Report: Poor APR to cost Oklahoma State day of practice per week
The Oklahoman reported Wednesday that an APR penalty will force Oklahoma State to take one day off of practice during the season.
APR penalties with actual teeth have, until recently, largely afflicted programs in sports other than college football. A program like UConn basketball missing the postseason, for instance, is a punishment that still hs no gridiron equivalent.
But that appears to be changing. The NCAA had already announced Idaho and UNLV will each suffer a 2014 bowl ban as a result of poor APR scores, and Wednesday the Oklahoman reported that a much more high-profile program will suffer its own major penalty. Citing sources, the paper reports that Oklahoma State will be forced to lose a day of practice each week during the 2014 season after falling just short on its four-year APR average.

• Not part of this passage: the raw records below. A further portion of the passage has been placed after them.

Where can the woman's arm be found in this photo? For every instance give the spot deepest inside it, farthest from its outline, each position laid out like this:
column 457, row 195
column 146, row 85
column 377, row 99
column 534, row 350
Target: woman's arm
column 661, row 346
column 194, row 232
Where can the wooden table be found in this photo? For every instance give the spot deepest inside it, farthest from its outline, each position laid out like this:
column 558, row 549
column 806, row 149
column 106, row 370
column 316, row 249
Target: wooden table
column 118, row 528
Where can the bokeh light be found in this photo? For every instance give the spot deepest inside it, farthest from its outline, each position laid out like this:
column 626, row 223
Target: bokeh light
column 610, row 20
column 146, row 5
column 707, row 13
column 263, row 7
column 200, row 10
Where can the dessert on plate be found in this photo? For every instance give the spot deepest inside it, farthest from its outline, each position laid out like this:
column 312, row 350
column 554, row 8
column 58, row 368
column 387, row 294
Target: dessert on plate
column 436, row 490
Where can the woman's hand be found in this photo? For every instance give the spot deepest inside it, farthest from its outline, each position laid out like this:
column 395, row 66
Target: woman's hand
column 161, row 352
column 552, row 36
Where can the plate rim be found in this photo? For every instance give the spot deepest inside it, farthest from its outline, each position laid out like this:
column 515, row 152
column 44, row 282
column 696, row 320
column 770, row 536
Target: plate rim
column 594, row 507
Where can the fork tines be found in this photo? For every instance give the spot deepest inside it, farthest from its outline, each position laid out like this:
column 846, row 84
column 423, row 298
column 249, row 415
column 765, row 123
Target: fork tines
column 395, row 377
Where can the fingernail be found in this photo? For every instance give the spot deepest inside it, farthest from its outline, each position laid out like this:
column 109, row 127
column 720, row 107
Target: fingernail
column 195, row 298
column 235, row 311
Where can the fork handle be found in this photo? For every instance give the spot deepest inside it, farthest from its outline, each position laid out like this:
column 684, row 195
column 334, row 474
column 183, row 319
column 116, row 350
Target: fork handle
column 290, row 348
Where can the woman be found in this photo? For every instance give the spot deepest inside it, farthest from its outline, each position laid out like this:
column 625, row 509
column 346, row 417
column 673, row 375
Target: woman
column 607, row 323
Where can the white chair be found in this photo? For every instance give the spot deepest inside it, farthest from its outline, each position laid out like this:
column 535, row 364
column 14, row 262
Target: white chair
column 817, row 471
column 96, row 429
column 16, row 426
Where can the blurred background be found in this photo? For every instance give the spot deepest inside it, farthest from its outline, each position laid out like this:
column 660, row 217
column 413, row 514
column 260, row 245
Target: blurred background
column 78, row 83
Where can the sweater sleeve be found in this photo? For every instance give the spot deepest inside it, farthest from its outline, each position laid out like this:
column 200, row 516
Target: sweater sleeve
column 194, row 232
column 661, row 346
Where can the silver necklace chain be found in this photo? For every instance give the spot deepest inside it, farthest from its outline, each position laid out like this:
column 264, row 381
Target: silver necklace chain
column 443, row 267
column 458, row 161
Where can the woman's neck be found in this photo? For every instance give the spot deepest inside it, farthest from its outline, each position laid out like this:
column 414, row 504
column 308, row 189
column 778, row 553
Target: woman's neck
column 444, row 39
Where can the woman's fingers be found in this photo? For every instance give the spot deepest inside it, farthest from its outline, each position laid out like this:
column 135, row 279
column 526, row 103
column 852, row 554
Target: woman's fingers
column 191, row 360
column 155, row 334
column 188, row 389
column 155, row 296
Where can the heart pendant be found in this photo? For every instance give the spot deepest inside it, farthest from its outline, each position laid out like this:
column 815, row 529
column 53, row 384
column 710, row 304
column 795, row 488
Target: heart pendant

The Cowboys needed to post an average of 930 to avoid penalty, and finished at 929.41 -- nine-hundredths of a point behind the 929.5 mark at which the number would be rounded up. The minimum benchmark was increased from 920 to 930 this year, with the Cowboys' four-year figure actually improving from 2013's 926 -- just not enough to reach the 930 plateau.
Oklahoma State is, at least, expected to avoid being banned from the postseason. Still, the loss of a day of practice each week during the season represents a major blow to the Cowboys' game week preparations -- and will certainly do nothing to help Mike Gundy and Co. reclaim the Big 12 title that so narrowly avoided their grasp in 2013.